マイケル・ブーブレ(Michael Bublé)- ボーカル
デイブ・ガイ(Dave Guy)- トランペット
ブライアン・リップス(Bryan Lipps)- トランペット
ジャスティン・レイ(Justin Ray)- トランペット
ジュマーニ・スミス(Jumaane Smith)- トランペット
ブラッド・ターナー(Brad Turner)- トランペット
リック・バプテスト(Rick Baptist)- フリューゲルホルン
ジェレミー・バークマン(Jeremy Berkman)-トロンボーン
ジョシュア・ブラウン(Joshua Brown)-トロンボーン
ニック・ヴァイェナス(Nick Vayenas)-トロンボーン
ニール・ニコルソン(Neil Nicholson)-バストロンボーン
キャンベル・リガ(Campbell Ryga)- アルトサックス
マイク・アレン(Mike Allen)- テナーサックス
スティーブ・カルデスタッド(Steve Kaldested)- テナーサックス
ジェイコブ・ロドリゲス(Jacob Rodriguez)- バリトンサックス
イアン・ヘンドリクソン・スミス(Ian Hendrickson-Smith)- バリトンサックス
ロブ・ウィルカーソン(Rob Wilkerson)- サックス
ニール・シュガーマン(Neal Sugarman)- サックス
トム・コルクロフ(Tom Colclough)- クラリネット
ウォーレン・トーマス(Warren Thomas)- クラリネット、ギター、ボーカル
ガーフィールド・バックリー(Garfield Buckley)- ハーモニカ、ボーカル
ビクター・アクセルロッド(Victor Axelrod)- キーボード、ピアノ
アラン・チャン(Alan Chang)- ピアノ、チェレスタ、プロデューサー
デイヴィッド・フォスター(David Foster)- キーボード、プロデューサー
ピアノ - タミール・ヘンデルマン(Tamir Hendelman)
ピアノ - ルー・ポマンティ(Lou Pomanti)
ハープ - ヨチェム・ファン・デア・サーグ(Jochem van der Saag)

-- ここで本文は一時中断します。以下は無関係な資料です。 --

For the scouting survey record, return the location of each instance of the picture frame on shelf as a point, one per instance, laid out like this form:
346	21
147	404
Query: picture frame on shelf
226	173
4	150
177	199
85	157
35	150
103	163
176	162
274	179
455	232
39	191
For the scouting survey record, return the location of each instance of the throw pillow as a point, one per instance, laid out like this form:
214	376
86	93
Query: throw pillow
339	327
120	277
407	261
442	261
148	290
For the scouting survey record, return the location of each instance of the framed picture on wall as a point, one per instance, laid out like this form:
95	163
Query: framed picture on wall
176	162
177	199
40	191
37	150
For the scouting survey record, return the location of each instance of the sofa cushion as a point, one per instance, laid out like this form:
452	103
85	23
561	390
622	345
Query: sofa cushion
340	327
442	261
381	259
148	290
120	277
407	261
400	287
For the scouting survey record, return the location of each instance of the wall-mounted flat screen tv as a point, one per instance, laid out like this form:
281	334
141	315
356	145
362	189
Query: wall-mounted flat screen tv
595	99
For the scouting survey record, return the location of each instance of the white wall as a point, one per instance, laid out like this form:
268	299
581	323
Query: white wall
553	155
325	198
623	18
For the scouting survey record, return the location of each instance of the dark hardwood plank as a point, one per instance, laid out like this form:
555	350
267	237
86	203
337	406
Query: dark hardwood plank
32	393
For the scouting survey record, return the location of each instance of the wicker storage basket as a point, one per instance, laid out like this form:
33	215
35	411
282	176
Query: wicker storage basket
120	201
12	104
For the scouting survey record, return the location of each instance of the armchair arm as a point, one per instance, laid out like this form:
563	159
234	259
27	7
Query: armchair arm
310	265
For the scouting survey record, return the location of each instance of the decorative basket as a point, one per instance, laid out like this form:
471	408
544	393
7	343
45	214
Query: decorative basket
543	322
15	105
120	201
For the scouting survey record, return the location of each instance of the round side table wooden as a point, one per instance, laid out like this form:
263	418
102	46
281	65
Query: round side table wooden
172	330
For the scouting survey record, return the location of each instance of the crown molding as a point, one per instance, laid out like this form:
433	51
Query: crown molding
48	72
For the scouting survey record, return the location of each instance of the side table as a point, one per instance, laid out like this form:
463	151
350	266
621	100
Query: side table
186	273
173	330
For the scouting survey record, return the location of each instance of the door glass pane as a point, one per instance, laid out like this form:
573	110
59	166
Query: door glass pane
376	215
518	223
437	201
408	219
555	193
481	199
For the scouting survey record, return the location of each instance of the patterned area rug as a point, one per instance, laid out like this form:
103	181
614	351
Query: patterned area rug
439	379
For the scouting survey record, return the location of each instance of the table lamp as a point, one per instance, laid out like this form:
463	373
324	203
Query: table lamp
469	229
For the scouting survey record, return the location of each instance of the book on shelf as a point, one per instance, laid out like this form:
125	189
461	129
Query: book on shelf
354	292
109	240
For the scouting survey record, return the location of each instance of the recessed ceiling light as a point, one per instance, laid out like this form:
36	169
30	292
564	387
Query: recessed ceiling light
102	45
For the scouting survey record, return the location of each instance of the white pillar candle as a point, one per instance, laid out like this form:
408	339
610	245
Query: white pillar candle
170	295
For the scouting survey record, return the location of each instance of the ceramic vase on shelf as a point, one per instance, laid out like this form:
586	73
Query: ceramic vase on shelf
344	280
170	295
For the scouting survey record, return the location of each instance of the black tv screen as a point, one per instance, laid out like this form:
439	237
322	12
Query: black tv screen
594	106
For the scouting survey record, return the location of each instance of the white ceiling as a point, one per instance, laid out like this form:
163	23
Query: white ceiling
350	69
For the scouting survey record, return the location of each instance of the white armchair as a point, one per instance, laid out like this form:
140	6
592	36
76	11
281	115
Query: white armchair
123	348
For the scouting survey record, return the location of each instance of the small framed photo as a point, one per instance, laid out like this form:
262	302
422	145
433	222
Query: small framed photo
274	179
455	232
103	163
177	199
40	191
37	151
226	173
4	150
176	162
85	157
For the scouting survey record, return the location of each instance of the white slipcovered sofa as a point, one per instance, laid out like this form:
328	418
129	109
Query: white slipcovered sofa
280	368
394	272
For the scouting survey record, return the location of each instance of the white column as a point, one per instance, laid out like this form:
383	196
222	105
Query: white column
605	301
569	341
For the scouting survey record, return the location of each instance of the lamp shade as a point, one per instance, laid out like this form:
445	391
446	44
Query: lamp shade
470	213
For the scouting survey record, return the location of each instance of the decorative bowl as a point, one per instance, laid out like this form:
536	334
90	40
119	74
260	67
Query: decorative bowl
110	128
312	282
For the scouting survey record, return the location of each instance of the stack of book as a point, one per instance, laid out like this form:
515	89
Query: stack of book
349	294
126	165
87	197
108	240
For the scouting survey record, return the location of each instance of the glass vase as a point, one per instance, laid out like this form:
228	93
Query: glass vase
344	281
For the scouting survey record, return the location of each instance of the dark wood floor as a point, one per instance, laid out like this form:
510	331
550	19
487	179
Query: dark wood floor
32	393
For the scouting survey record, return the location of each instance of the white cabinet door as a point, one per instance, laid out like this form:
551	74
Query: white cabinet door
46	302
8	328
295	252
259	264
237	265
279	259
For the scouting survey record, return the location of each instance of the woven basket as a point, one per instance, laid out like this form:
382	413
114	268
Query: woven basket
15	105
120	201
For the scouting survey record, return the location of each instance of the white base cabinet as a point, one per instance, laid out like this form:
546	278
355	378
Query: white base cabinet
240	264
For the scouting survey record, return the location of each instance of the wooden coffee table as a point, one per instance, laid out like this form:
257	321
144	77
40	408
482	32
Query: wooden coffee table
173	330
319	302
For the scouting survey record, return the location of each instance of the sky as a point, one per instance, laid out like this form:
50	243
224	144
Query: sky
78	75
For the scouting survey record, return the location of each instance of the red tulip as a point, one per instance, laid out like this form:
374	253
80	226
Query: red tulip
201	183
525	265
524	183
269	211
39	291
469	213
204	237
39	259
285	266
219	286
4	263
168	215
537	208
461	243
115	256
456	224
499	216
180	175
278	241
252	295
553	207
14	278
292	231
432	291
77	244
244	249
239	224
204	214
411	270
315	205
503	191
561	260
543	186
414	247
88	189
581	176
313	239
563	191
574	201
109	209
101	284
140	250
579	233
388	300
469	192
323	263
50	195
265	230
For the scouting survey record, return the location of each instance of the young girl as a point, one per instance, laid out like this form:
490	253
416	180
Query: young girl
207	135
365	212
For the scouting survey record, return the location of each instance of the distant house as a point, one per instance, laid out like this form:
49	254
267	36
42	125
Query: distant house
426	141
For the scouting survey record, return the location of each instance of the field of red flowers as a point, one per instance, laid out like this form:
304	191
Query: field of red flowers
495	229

ラスティ・アンダーソン(Rusty Anderson)- ギター
トム・ブレネック(Tom Brenneck)- ギター
グラハム・デクター(Graham Dector)- ギター
ビンキー・グリップタイト(Binky Griptite)- ギター
エリック・ナイト(Eric Knight)- ギター
マイケル・ランドウ(Michael Landau)- ギター
ディーン・パークス(Dean Parks)- ギター
ジャマル・リード(Jamal Reed)- ギター、ボーカル
キース・スコット(Keith Scott)- ギター
ジョエル・シアラー(Joel Shearer)- ギター
ラモン・スタナーロ(Ramón Stagnaro)- ギター
マイケル・トンプソン(Michael Thompson)- ギター
ブライアン・ブロンバーグ(Brian Bromberg)- ベース
ポール・ブシュネル(Paul Bushnell)- ベース
ネイザン・イースト(Nathan East)- ベース
ニック・モブション(Nick Movshon)- ベース
クレイグ・ポラスコ(Craig Polasko)- ベース
ヴィニー・カリウタ(Vinnie Colaiuta)- ドラム
ピーター・アースキン(Peter Erskine)- ドラム
ジョシュ・フリーズ(Josh Freese)- ドラム
ジョー・ラバーベラ(Joe LaBarbera)- ドラム
ジョン・ロビンソン(John Robinson)- ドラム
ホーマー・スタインウェイス(Homer Steinweiss)- ドラム
レニー・カストロ(Lenny Castro)- パーカッション
ラファエル・パディーラ(Rafael Padilla)- パーカッション
フェルナンド・ヴェレス(Fernando Velez)- パーカッション
ブライアン・アダムス(Bryan Adams)- バックボーカル
シャロン・ジョーンズ(Sharon Jones & the Dap-Kings)- バックボーカル
アンジェラ・フィッシャー(Angela Fisher)- バックボーカル
オニタ・ハットン(Onita Hutton)- バックボーカル
ナチュラリー7(Naturally 7)- バックボーカル
ロン・セクスミス(Ron Sexsmith)- バックボーカル
ティファニー・スミス(Tiffany Smith)- バックボーカル
ドワイト・スチュワート(Dwight Stewart)- バリトンボーカル
ロジャー・トーマス(Roger Thomas)- バリトンボーカル
サンドラ・ウィリアムズ(Saundra Williams)- ボーカル

Conclusion

紹介したとおり、カバー曲が中心のアルバムで、尚且つ昔の楽曲が多い。伝統的な音楽を聞き、それを自分の中で消化できていることが、マイケルが広い世代から愛される理由のひとつだろう。マイケルの楽曲は、昔から愛される曲の良さを残しつつ、現代風にアレンジ出来ている印象がある。もちろん、オリジナルも素晴らしく、アルバムに必ず1~2曲は彼の書いた曲が含まれており、人気が高いものが多い。このアルバムでは"Haven't Met You Yet""Hold On"がオリジナルだがどちらも本当に素晴らしい曲だ。
世界中で愛されているアルバム"Crazy Love"。是非あなたもマイケルの歌声に聞き惚れてほしい。